To gain a complete view of the mortgage market and loan performance health, CoreLogic examines all stages of delinquency. In August 2022, the U.S. delinquency and transition rates, and their year-over-year changes, were as follows:

  • Early-Stage Delinquencies (30 to 59 days past due): 1.2%, up from 1.1% in August 2021.
  • Adverse Delinquency (60 to 89 days past due): 0.3%, unchanged from August 2021.
  • Serious Delinquency (90 days or more past due, including loans in foreclosure): 1.2%, down from 2.6% in August 2021 and a high of 4.3% in August 2020.
  • Foreclosure Inventory Rate (the share of mortgages in some stage of the foreclosure process): 0.3%, up from 0.2% in August 2021.
  • Transition Rate (the share of mortgages that transitioned from current to 30 days past due): 0.6%, unchanged from August 2021.

The number of borrowers classified as seriously delinquent (90 or more days late) on their mortgage payments in August dropped to the lowest level recorded since April 2020, while the overall delinquency rate remained near a record low. The U.S. unemployment rate has stayed below 4% since the beginning of 2022, and the still-healthy job market continues to help homeowners with a mortgage make payments on time. However, as the cost of basic necessities mounts with rising inflation, mortgage delinquencies could increase in the coming months as more borrowers see their monthly household budgets stretched further.
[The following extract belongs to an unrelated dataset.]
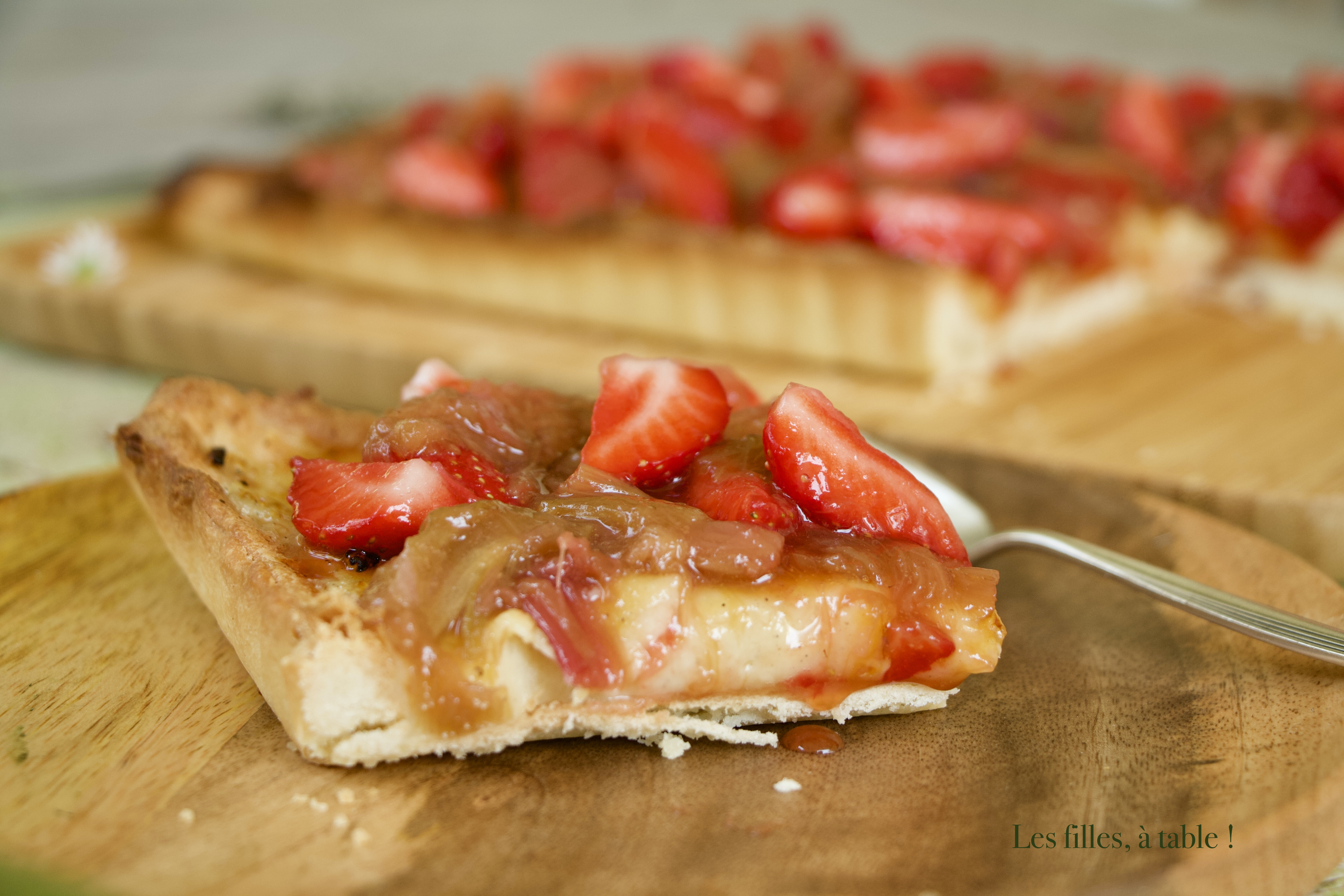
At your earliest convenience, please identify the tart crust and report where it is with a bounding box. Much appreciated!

“The share of U.S. borrowers who are six months or more late on their mortgage payments fell to a two-year low in August and was less than one-third of the pandemic high recorded in February 2021,” said Molly Boesel, principal economist at CoreLogic. “Furthermore, the foreclosure rate remained near an all-time low, which indicates that borrowers who were moving out of late-stage delinquencies found alternatives to defaulting on their mortgages.”

State and Metro Takeaways:

  • In August, all states posted annual declines in their overall delinquency rates. The states with the largest declines were Hawaii, Nevada and New York (all down 2.1 percentage points). The remaining states, including the District of Columbia, registered annual delinquency rate drops between 2 percentage points and 0.3 percentage points.
  • All but five U.S. metro areas posted at least a small annual decrease in overall delinquency rates, with increases in those metros ranging from 0.1 to 0.4 percentage points.
  • All U.S. metro areas posted at least a small annual decrease in serious delinquency rates, with Odessa, Texas (down 4.4 percentage points), Laredo, Texas (down 3.3 percentage points) and Midland, Texas and Kahului-Wailuku-Lahaina, Hawaii (both down 3.2 percentage points) posting the largest decreases.
Figure 1: National Overview of Loan Performance
Table 1: Change for States with the Highest Overall Delinquency Rate
Table 2: Foreclosure and Delinquency Rates for Select Metropolitan Areas

Methodology

The data in The CoreLogic LPI report represents foreclosure and delinquency activity reported through August 2022. The data in this report accounts for only first liens against a property and does not include secondary liens. The delinquency, transition and foreclosure rates are measured only against homes that have an outstanding mortgage. Homes without mortgage liens are not subject to foreclosure and are, therefore, excluded from the analysis. CoreLogic has approximately 75% coverage of U.S. foreclosure data.